Using Paul’s conviction as a foundation, Raffel asserted that ‘the gospel of Christ’s sacrifice for sin is not only the source of the believer’s freedom. But it creates its dynamic of gracious self-denial in the believer’s life to rescue others from the coming final judgment.’ Paul’s understanding of the freedom he won in the Gospel was that it is not to be exercised in his service. Still, to the glory of God (1Cor 10: 31) so that many may be saved (1Cor 10: 33). Raffel’s conclusion on freedom is that the missionary imperative and the plight of the weaker brother for whom Christ died should provide the vital context for the exercise or restraint of personal freedom. He referred to Paul’s Charge in 2 Timothy 4: 2: “Preach the Word be prepared in Season, and out of Season; correct, rebuke and encourage – with great patience and careful instruction.” This charge is the apostolic pattern of ministry authoritatively recorded in the Scripture. There are six main deductions of ministry preaching as used by Raffel in this article, and they are:
- Preach the Word because God has breathed it out;
- Preach it because it is helpful for teaching and correcting and rebuking and encouraging and training;
- Preach the breathed-out Word of God, proclaim it, announce it,
- Declare it, expound it and Expose it;
- Preach the breathed-out Word of God concerning Jesus His Son;
- Preach the Word – Authentic, Apostolic Ministry, not very fashionable, not very technological, and not very entertaining DO IT! And
- Preach the Word so that the Word may do what God breathed it out to do.

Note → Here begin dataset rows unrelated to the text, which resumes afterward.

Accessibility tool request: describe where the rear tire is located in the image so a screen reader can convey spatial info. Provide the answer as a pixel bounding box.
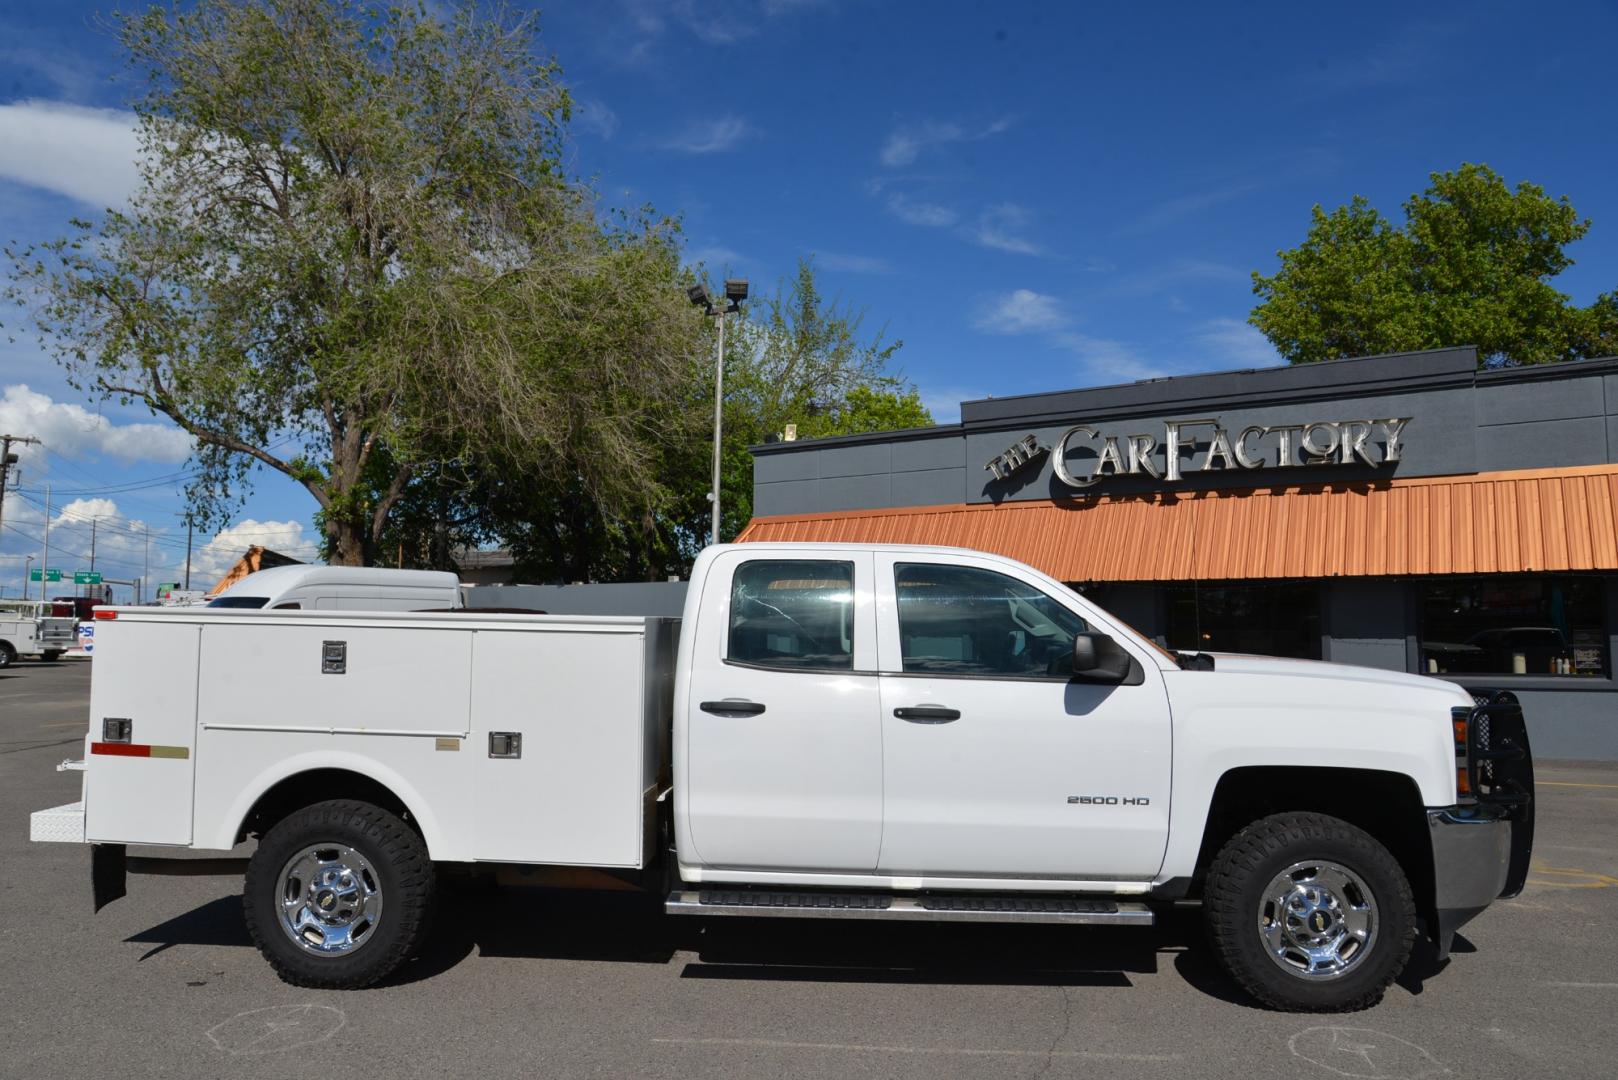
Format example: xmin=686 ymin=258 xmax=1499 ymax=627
xmin=1204 ymin=812 xmax=1414 ymax=1012
xmin=0 ymin=642 xmax=15 ymax=668
xmin=41 ymin=651 xmax=62 ymax=662
xmin=244 ymin=799 xmax=435 ymax=989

Paul’s charge is to use the scriptures for the purpose they have been given. Hear the Scriptures, believe them, pray them, and live them out. Raffel referred to the Anglican articles of religion that the Church has no authority to teach what is contrary to God’s Word and may not require what is not required by God’s Word. He referred to Luke’s records in Acts that the first generation of Gospel preachers brought a dramatic decline in the practice of witchcraft. And then concluded that “The Scriptures are authoritative in the life of the believer and the church because they are the Word of God written, authored by humans, and carried along by the Holy Spirit.” His Church is built by God’s Word of Grace (Acts 20: 32) as His Word dwells amongst the people, so they are clothed with Christ (Col 3: 12 – 17).
Today, as in the past, the Scripture is defensive and protective. God’s Armour is for the believers by the authority of the Scripture. Believers are engaged in a spiritual battle. Paul told Christians to use every piece of God’s Armour to resist Satan’s attacks and to stand true to God amid those attacks.